Not that I have to stop helping other people, of course - but if I gave as much to myself as I give to them then maybe I could succeed too, and maybe I wouldn't have this hollow sort of feeling that I have just now, when I should just be celebrating the triumph of another. (And not that I can talk to her about any of this; that wouldn't be fair either).

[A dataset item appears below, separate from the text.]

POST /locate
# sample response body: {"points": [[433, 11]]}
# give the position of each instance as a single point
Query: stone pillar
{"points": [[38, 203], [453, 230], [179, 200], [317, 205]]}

Mostly it's just, ho hum, there's a lesson to be learned in this, try and be better in the future; try and be more selfish; try and do your own things with the same level of commitment and perfection as you do others. Something like that. In other news, just testing the water the other night during my depressed mood, I stuck my room on gumtree to see if there was any interest. There was. Six people have emailed me wanting to come and have a look - and the first came round yesterday. I couldn't get him out of there fast enough though; I just kept thinking, this is my room, my house, what the hell are you doing here anyway? I don't really want to leave my house, this city - at least, I don't think I do - but having a little taste of what that would mean was probably good for me; I know now I'd miss it. My job, on the other hand...
But things have been better since I let off some steam Saturday night; I guess I needed that. Why does it seem so hard to be me sometimes?